Pandangan Hanafi ini tentu
bukan pepesan kosong mengingat Islam Indonesia memang memiliki hal itu. Yakni,
moderatisme yang di satu sisi terbuka dengan kemajuan zaman dan di sisi
lain mengakar pada kepribadian bangsa. Hal ini berbanding terbalik
dengan pandangan peneliti Barat. Misalnya, Clifford Geertz yang melihat
Islam di Indonesia hanyalah `kulit tipis' yang menutupi `isi tebal' dari
tradisi Hindu- Buddha. Maka, Islam di Indonesia adalah Islamicate: "Islam adat" (customary Islam) yang telah ternodai oleh adat non-Islam. Islam
model ini merupakan tradisi rendah (low
tradition) ketika dibandingkan dengan tradisi tinggi (great tradition) Islam
Timur-Tengah.
Pandangan bias ini kemudian
dikritik oleh kalangan Indonesianis sendiri. Mark Woodward, guru besar Religious Studies Arizona State University
dan sekarang mengajar di Universitas Gadjah Mada (UGM), menolak anggapan
Geertz di atas. Menurut Woodward, Islam di Indonesia telah membumi ke dalam
tradisi Hindu-Buddha dan akhirnya menciptakan budaya Islam baru yang
berbeda dengan Timur-Tengah.
Hal yang tidak kalah penting
adalah pandangan dasar Islam tentang dialog peradaban. Surat al-Hujurat
ayat 13, misalnya, mengindikasikan bahwa manusia diciptakan bersuku-suku
dan berbangsa-bangsa agar bisa saling belajar satu sama lain. Inilah ayat
utama yang menjadi dalil dan rujukan dialog dengan penuh keterbukaan dan
persahabatan.
Dua modal Tesis Islam Indonesia
sebagai `Islam adat' ada benarnya meskipun tidak harus dibenturkan dengan
`tradisi tinggi' Islam. Artinya, di Indonesia telah terjadi akulturasi
Islam dan adat. Akulturasi ini terjadi, misalnya, di Minangkabau dengan
semboyan adat besandi syarak, syarak besandi kitabullah. Semboyan ini
merupakan win-win solution atas
pertikaian kaum adat dengan ulama dalam Perang Padri selama 16 tahun
(1822-1838).
Akulturasi Islam dan lokalitas
bukanlah sinkretisme, melainkan pribumisasi Islam. Sebab, sinkretisme
merupakan `gado-gado teologis' yang menghilangkan batas keislaman.
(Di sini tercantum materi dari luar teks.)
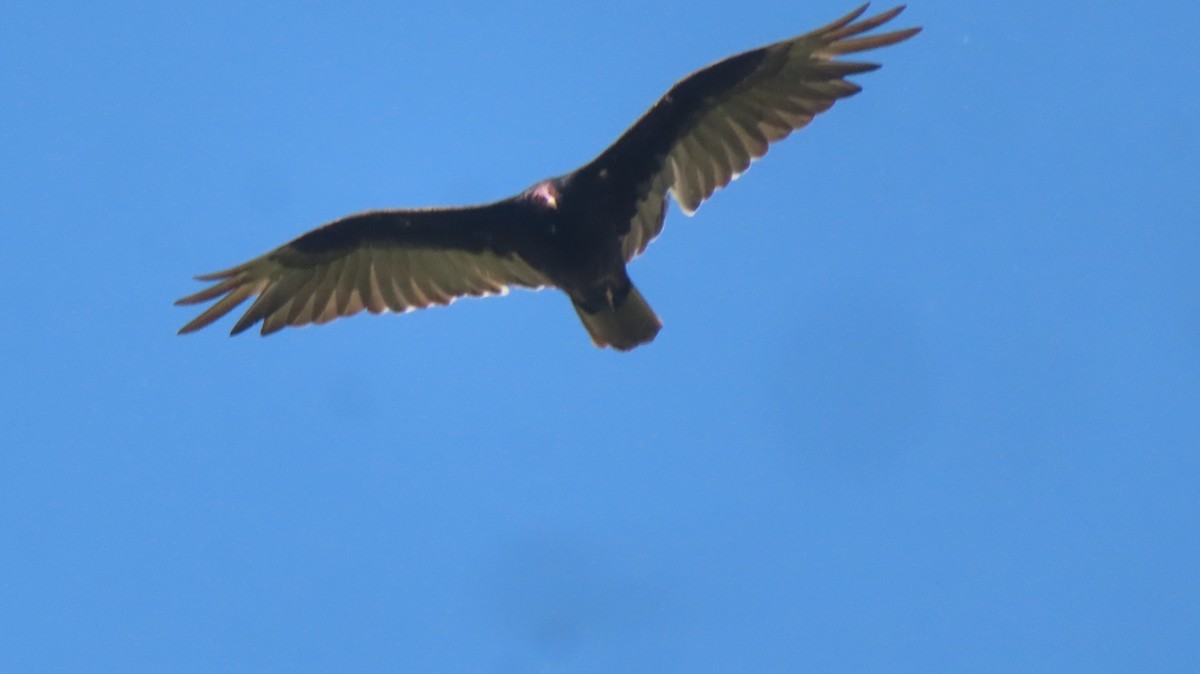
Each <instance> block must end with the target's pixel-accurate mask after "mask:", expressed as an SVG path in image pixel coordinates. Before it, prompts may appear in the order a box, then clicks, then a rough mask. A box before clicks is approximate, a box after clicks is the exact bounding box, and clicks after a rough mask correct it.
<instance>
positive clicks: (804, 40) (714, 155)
mask: <svg viewBox="0 0 1200 674" xmlns="http://www.w3.org/2000/svg"><path fill="white" fill-rule="evenodd" d="M866 7H868V5H863V6H862V7H859V8H857V10H854V11H853V12H851V13H848V14H846V16H845V17H842V18H840V19H838V20H835V22H833V23H832V24H829V25H827V26H824V28H820V29H817V30H814V31H811V32H808V34H805V35H802V36H799V37H794V38H792V40H785V41H782V42H776V43H774V44H768V46H767V47H762V48H760V49H754V50H751V52H745V53H743V54H738V55H734V56H730V58H728V59H725V60H722V61H719V62H716V64H714V65H712V66H709V67H707V68H703V70H700V71H696V72H695V73H692V74H690V76H688V77H686V78H684V79H682V80H680V82H679V83H678V84H676V85H674V86H672V88H671V90H670V91H667V94H666V95H665V96H664V97H662V98H660V100H659V101H658V103H655V104H654V107H653V108H650V109H649V110H648V112H647V113H646V114H644V115H643V116H642V118H641V119H640V120H638V121H637V122H635V124H634V126H631V127H630V128H629V131H626V132H625V133H624V134H623V136H622V137H620V138H619V139H618V140H617V142H616V143H614V144H613V145H611V146H610V148H608V149H607V150H605V151H604V152H602V154H601V155H600V156H599V157H596V160H595V161H593V162H592V164H589V166H588V167H586V168H584V170H592V171H595V173H596V174H599V173H600V171H607V173H605V174H604V175H605V176H607V179H608V180H612V181H614V182H619V185H622V186H623V187H625V188H628V189H631V191H632V192H634V193H632V194H630V197H631V199H630V203H634V201H636V204H637V207H636V211H635V212H634V213H632V218H631V221H630V229H629V233H628V234H625V235H624V237H623V240H622V247H623V252H624V254H625V259H626V260H630V259H632V258H634V257H636V255H637V254H640V253H641V252H642V251H644V249H646V246H647V245H648V243H649V242H650V240H653V239H654V237H655V236H658V235H659V231H660V230H661V229H662V218H664V215H665V211H666V195H667V193H670V194H672V195H673V197H674V199H676V201H678V203H679V206H680V207H682V209H683V210H684V212H686V213H688V215H691V213H692V212H695V211H696V209H698V207H700V205H701V204H702V203H703V201H704V200H706V199H708V198H709V197H712V195H713V192H715V191H716V189H719V188H720V187H724V186H726V185H728V183H730V181H731V180H733V179H734V177H737V176H738V175H740V174H742V173H743V171H744V170H746V168H748V167H749V166H750V162H751V161H752V160H756V158H758V157H761V156H763V155H766V154H767V148H768V145H770V144H772V143H774V142H776V140H780V139H782V138H785V137H787V136H788V134H790V133H792V132H793V131H796V130H798V128H800V127H803V126H805V125H806V124H809V122H810V121H812V118H814V116H816V115H817V114H820V113H823V112H824V110H828V109H829V107H830V106H833V104H834V102H835V101H836V100H838V98H845V97H847V96H852V95H854V94H857V92H858V91H859V90H860V88H859V86H858V85H857V84H853V83H851V82H847V80H846V77H848V76H853V74H859V73H864V72H869V71H874V70H876V68H877V67H878V65H876V64H866V62H857V61H841V60H838V56H841V55H844V54H853V53H857V52H866V50H869V49H876V48H878V47H886V46H888V44H894V43H896V42H900V41H904V40H907V38H910V37H912V36H913V35H916V34H917V32H919V31H920V29H919V28H910V29H905V30H896V31H893V32H882V34H876V35H864V34H865V32H868V31H871V30H874V29H877V28H880V26H881V25H883V24H886V23H888V22H889V20H892V19H893V18H895V17H896V14H899V13H900V12H901V11H904V6H902V5H901V6H899V7H895V8H892V10H888V11H887V12H883V13H881V14H877V16H875V17H869V18H865V19H860V20H859V17H862V14H863V13H864V12H865V11H866Z"/></svg>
Sementara, pribumisasi Islam hanyalah peminjaman bentuk budaya lokal
sebagai media sosialisasi nilai-nilai Islam.
Di satu sisi, peminjaman ini bisa diartikan secara teknis: sebagai media
dakwah. Di sisi lain, bisa dipahami sebagai kontinuitas kebudayaan nusantara.
Artinya, meskipun diperbarui oleh Islam, `zat dasar' dari kebudayaan itu
tetaplah kebudayaan nusantara.
Pada titik inilah, Islam di
nusantara menjadi bagian dari budaya nusantara.
Hal ini membuahkan kekayaan kultural Islam di Indonesia yang setelah
lahirnya negara-bangsa, bersikap akulturatif dengan kebangsaan. Jika kekayaan
kultural Islam nusantara merupakan modal pertama bagi Islam Indonesia,
kebangsaan Indonesia perspektif Islam merupakan modal kedua dari Islam di
negeri ini.
Menariknya, hal ini dilakukan melalui penyinambungan realitas Islam nusantara
menjadi kebangsaan Indonesia.
Berdasarkan kitab Bughyatul Mustarsyidin
karya Syekh Abdurrahman al-Masyhur, sebuah wilayah bisa menjadi dar al-Islam (wilayah Islam) ketika
memuat dua hal. Pertama, terdapatnya kekuasaan Islam. Kedua, kebebasan umat
Islam menjalankan syariat. Maka, para ulama pada 1936 telah melegitimasi
wilayah nusantara sebagai dar
al-Islam (negeri Islam). Status nusantara sebagai "negeri Islam"
inilah yang kondusif bagi nasionalisme Islam.
Artinya, karena Pemerintah RI adalah pemerintah darurat yang punya
kewenangan menerapkan syariat, Islam bisa ditegakkan di dalam bangunan
negara bangsa.
Peran Dialogis
Berdasarkan realitas di atas, menjadi
wajar jika Islam Indonesia memiliki modal bagi `jembatan peradaban'. Hal
ini terjadi karena moderatisme dan kemodernan Islam. Moderatisme membuahkan
toleransi agama. Dengan cara ini, Islam Indonesia memiliki beberapa peran
dialogis dalam hubungan Islam dan Barat. Pertama, dialog antariman. Hal ini
mudah dilakukan karena penekanan atas sub- stansi Islam yang membuahkan
toleransi beragama. Kedua, dialog budaya.
Dalam kaitan ini, Islam
Indonesia bisa menjadikan akulturasi Islam dan budaya nusantara sebagai
contoh terbaik bagi dialog Islam dan kebudayaan.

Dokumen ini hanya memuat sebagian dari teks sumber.